RAG System with LangChain and LangGraph

In this article we will build a Retrieval-Augmented Generation (RAG) system that improves AI answers by combining large language models with a smart document search. It reads documents, breaks them into smaller parts, turns them into searchable vectors. When user queries it uses context from documents to produce accurate, context-aware answers. Here we will also use:

LangChain which loads and splits documents into chunks, creates vector embeddings to represent text and interfaces with language models to generate answers.
LangGraph controls the order of retrieval and generation steps, manages state and data flow across the system and enables modular, maintainable AI workflows.

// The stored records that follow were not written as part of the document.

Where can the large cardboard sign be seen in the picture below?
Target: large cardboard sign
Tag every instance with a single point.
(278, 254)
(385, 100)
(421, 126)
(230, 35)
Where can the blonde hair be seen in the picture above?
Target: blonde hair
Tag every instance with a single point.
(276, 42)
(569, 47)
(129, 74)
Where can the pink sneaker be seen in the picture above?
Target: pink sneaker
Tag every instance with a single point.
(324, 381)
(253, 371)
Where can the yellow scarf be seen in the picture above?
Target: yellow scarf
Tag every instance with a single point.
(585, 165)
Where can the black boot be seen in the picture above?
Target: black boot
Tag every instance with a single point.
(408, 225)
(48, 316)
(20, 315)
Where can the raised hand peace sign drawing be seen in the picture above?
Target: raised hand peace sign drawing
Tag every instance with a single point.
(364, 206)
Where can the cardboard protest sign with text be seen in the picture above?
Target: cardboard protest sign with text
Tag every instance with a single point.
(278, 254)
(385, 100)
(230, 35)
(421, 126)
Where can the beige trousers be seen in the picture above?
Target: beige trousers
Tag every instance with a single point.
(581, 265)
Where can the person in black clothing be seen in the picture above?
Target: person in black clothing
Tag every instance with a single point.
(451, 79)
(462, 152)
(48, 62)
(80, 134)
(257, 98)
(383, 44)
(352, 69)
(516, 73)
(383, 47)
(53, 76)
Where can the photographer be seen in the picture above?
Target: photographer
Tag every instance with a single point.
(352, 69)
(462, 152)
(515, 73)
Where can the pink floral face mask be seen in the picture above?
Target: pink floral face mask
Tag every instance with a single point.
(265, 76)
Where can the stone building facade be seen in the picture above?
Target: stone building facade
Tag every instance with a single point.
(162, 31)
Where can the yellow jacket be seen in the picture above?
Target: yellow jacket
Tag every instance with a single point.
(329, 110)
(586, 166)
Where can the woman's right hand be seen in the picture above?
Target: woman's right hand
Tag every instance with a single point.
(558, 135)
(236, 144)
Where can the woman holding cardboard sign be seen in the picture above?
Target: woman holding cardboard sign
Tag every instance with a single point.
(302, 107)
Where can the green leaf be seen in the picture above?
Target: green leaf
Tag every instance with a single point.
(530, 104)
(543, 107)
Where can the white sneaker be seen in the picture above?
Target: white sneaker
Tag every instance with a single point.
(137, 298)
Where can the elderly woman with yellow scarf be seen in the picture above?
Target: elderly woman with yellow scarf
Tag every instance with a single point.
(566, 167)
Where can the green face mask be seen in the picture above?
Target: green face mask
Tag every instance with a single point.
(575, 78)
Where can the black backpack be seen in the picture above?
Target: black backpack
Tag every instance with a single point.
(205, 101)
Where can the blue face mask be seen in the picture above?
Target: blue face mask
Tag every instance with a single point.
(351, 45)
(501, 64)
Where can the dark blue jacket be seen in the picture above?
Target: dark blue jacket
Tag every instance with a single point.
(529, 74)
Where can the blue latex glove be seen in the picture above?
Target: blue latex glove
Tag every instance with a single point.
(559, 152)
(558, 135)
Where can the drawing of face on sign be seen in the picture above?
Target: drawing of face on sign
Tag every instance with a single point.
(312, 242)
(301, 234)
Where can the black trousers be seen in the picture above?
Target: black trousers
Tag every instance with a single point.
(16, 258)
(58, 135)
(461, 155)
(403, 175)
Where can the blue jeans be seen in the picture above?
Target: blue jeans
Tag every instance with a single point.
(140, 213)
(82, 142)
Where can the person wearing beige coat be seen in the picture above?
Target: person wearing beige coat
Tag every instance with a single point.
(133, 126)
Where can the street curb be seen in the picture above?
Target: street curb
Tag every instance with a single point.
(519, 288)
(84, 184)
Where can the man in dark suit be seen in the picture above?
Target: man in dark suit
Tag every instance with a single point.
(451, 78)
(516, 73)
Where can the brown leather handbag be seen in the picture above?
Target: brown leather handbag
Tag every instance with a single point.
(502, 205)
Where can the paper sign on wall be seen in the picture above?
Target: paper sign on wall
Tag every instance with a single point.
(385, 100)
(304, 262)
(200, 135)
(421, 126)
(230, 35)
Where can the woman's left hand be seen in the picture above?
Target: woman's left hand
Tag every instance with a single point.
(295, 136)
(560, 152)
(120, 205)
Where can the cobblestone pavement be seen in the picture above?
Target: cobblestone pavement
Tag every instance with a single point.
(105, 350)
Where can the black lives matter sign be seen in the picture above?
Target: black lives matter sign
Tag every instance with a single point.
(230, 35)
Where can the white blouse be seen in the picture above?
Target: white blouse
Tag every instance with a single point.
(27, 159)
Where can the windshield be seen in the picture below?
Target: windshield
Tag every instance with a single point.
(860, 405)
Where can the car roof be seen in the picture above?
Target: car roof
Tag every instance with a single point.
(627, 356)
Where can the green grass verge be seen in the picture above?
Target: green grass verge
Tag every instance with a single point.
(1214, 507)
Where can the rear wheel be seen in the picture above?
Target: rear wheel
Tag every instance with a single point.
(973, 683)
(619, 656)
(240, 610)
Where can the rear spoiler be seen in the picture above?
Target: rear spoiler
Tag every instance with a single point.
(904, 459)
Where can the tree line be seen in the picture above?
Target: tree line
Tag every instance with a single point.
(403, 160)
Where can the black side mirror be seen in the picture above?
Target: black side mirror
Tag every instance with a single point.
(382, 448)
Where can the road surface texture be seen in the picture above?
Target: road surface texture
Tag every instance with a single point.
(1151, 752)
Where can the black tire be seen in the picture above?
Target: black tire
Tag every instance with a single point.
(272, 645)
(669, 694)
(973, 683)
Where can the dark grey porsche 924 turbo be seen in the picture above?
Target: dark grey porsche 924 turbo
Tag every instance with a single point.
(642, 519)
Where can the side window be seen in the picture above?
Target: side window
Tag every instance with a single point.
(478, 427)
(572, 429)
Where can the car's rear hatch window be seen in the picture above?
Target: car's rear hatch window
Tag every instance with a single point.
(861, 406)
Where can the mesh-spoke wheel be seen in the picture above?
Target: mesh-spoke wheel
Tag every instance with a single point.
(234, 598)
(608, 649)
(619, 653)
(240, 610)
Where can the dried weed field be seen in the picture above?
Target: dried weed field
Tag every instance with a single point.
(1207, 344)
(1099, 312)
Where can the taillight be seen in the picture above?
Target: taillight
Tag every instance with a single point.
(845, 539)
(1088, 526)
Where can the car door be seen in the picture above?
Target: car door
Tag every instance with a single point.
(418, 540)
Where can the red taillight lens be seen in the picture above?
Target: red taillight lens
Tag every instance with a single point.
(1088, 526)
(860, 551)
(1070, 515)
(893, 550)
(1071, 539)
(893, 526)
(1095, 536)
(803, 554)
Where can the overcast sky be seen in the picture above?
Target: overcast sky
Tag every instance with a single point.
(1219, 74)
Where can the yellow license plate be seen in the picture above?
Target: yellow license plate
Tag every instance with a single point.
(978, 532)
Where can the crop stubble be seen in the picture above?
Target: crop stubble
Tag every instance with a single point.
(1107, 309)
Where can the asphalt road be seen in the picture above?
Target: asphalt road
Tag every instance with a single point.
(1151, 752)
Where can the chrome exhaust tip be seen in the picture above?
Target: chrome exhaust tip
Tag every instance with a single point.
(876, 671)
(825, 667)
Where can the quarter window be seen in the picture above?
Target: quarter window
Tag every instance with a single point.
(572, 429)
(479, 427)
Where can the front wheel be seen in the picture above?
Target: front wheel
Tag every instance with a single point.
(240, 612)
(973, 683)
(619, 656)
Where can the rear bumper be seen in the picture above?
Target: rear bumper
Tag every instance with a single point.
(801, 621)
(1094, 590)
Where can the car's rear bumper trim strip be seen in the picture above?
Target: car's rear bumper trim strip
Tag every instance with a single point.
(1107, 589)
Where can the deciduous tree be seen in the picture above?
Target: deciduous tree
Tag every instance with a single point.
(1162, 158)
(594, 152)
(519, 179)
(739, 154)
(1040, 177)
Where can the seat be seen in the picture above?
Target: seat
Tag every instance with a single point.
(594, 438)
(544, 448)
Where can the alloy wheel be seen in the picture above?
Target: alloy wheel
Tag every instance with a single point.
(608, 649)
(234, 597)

As we can see in the workflow,

Documents are loaded and read using LangChain.
Documents are split into smaller text chunks.
Each chunk is converted into a vector embedding for fast searching.
When a user asks a question, it is sent to the LangGraph workflow.
LangGraph orchestrates the process, using stored vectors and the user query.
The system retrieves relevant chunks using LangChain’s search.
LangChain and LangGraph together generate a smart answer using a language model.
The final answer is presented back to the user.

Step-by-Step Implementation

Let's build a RAG system with the help of LangChain and LangGraph:

Step 1: Install Dependencies

We will install the require packages that will be needed such as langchain, langgraph, langchain-openai, langchain-text-splitter, langchain-community, networkx and matplotlib.

Python

!pip install langchain langgraph langchain-openai langchain-text-splitters langchain-community networkx matplotlib

Step 2: Setup API Keys

We configure the environment variable for the OpenAI API key. This is required to authenticate and access OpenAI models.

os.environ["OPENAI_API_KEY"]: Sets the API key as an environment variable so that LangChain/OpenAI libraries can automatically pick it up when calling the model.

To know how to acess

Python

import os

os.environ["OPENAI_API_KEY"] = "openai_API_key"

Step 3: Define the Application State

We define a TypedDict called State to represent the flow of data across our RAG pipeline.

question: The user’s query.
context: A list of retrieved Document objects relevant to the query.
answer: The final generated response from the language model.

Python

from typing_extensions import TypedDict, List
from langchain_core.documents import Document


class State(TypedDict):
    question: str
    context: List[Document]
    answer: str

Step 4: Load and Split Documents

Used knowledge based file can be downloaded from here.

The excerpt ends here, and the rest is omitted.